1,3,7,8-Tetramethyl-1,5-dihydro-2 H -chromeno[2,3- d ]pyrimidine-2,4(3 H )-dione (3f≅. Yield 38%. Colorless crystals. Mp 239-240°С (EtOH). IR spectrum, ν, cm-1: 1701, 1665, 1643, 1584, 1503, 1487, 1449, 1323, 1302, 1273, 1223, 1202, 1042, 880, 758. 1H NMR spectrum, δ, ppm (J, Hz): 2.21 (3H, s, ArCH 3); 2.22 (3H, s, ArCH 3); 3.36 (3H, s, NCH3); 3.48 (3H, s, NCH3); 3.63 (2H, s, 5-CH2); 6.82 (1H, s) and 6.95 (1H, s, H-6,9). 13C NMR spectrum, δ, ppm: 19.1 (ArCH3); 19.6 (ArCH3); 21.5 (5-CH2); 28.2 (NCH3); 29.0 (NCH3); 85.6 (C-4a); 116.7 (C); 117.2 (CH); 130.3 (CH); 134.1 (C); 136.7 (C); 147.2 (C); 150.9 (C); 152.9 (C); 162.9 (C).
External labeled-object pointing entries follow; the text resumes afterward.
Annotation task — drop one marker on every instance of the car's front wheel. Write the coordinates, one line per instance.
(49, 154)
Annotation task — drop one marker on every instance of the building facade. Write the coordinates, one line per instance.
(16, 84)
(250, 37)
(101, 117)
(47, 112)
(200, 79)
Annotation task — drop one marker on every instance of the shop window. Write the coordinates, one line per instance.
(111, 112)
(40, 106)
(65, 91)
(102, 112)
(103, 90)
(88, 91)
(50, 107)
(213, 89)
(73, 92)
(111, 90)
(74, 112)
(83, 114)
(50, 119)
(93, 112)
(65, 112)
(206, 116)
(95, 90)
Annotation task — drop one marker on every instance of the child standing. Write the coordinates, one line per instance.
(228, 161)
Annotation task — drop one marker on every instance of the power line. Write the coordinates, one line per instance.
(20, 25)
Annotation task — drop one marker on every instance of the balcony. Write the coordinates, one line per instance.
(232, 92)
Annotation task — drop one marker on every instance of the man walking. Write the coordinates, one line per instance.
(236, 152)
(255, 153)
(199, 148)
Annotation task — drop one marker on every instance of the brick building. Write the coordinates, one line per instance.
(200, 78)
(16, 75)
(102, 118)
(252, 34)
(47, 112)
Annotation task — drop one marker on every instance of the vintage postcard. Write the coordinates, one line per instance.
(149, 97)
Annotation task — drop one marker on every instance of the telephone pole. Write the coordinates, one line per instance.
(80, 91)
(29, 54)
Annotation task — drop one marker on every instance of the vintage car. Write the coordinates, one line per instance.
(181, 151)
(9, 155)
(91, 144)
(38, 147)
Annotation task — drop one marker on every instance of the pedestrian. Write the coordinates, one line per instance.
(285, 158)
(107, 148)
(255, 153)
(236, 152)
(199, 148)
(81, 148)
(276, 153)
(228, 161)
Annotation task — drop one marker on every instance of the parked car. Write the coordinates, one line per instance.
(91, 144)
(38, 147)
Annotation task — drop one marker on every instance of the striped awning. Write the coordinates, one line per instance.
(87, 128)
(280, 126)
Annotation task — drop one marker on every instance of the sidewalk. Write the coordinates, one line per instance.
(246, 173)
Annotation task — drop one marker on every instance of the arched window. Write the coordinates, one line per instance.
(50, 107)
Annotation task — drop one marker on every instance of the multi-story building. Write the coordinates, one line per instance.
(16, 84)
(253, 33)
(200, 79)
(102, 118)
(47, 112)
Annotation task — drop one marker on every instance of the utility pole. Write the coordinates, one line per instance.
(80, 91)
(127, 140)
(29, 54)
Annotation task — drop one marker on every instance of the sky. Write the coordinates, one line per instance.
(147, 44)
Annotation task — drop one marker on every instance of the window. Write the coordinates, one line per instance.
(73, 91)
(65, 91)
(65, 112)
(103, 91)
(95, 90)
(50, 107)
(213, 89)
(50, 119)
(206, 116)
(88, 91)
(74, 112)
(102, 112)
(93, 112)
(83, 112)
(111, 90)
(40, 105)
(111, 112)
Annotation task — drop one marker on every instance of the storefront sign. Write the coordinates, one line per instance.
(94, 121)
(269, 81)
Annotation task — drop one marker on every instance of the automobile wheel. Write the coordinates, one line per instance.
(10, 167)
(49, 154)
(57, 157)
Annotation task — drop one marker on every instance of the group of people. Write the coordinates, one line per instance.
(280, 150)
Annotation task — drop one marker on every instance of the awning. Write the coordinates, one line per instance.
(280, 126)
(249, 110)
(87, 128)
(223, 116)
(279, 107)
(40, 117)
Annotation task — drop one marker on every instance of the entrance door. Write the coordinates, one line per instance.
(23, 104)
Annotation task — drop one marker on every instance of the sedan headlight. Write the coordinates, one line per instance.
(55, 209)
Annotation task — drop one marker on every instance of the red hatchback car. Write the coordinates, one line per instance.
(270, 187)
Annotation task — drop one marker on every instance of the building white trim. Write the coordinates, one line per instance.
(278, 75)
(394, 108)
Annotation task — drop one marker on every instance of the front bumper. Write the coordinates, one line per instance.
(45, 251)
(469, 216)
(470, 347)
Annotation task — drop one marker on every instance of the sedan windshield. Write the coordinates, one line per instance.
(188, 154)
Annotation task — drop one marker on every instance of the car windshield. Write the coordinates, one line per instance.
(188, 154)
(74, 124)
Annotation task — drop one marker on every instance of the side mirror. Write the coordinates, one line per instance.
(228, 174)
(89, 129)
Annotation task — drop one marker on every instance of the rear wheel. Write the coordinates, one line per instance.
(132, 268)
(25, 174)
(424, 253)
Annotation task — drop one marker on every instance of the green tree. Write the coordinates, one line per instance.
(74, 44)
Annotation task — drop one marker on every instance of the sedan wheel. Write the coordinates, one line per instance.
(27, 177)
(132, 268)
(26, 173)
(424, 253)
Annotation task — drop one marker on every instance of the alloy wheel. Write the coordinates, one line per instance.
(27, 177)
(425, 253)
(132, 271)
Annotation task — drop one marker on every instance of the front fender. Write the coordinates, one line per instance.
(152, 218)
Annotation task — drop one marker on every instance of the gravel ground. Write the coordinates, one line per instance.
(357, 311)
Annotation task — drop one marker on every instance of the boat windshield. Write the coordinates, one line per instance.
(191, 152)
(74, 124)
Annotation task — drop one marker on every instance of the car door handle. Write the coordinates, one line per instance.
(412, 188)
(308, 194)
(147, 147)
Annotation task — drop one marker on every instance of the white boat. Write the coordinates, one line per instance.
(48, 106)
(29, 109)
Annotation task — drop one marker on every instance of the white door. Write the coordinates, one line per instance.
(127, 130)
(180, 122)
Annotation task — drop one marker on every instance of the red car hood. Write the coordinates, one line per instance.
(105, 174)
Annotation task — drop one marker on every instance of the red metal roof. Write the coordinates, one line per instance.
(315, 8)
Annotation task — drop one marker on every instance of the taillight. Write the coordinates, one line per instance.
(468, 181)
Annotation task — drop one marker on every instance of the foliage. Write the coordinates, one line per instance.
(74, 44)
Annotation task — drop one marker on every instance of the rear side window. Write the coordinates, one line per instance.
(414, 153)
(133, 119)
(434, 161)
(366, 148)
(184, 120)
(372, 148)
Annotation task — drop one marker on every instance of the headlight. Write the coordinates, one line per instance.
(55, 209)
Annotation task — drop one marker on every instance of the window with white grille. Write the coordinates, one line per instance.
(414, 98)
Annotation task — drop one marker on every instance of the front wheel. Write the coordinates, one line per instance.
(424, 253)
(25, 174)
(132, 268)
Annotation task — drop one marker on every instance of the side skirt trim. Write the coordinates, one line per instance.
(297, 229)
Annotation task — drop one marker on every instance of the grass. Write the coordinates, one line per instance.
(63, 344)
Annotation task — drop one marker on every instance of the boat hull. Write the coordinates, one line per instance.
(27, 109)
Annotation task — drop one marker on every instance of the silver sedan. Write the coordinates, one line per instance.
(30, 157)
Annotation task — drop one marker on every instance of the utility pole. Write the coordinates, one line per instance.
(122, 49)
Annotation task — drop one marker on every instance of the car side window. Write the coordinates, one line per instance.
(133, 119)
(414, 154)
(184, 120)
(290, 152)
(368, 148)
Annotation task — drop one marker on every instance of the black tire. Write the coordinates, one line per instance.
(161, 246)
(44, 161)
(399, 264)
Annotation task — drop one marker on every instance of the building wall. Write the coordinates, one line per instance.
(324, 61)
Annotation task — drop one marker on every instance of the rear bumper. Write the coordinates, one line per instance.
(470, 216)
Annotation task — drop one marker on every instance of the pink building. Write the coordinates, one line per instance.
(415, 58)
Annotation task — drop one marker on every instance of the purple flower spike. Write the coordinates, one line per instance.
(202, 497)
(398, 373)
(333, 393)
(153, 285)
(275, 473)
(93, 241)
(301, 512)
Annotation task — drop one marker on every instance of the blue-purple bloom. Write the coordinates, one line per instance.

Mass spectrum, m/z (I rel, %): 272 [M]+ (86), 271 (92), 270 (70), 257 [M-CH3]+ (38), 215 (100). Found, %: С 66.23; Н 5.90; N 10.18. C15H16N2O3. Calculated, %: С 66.16; Н 5.92; N 10.29.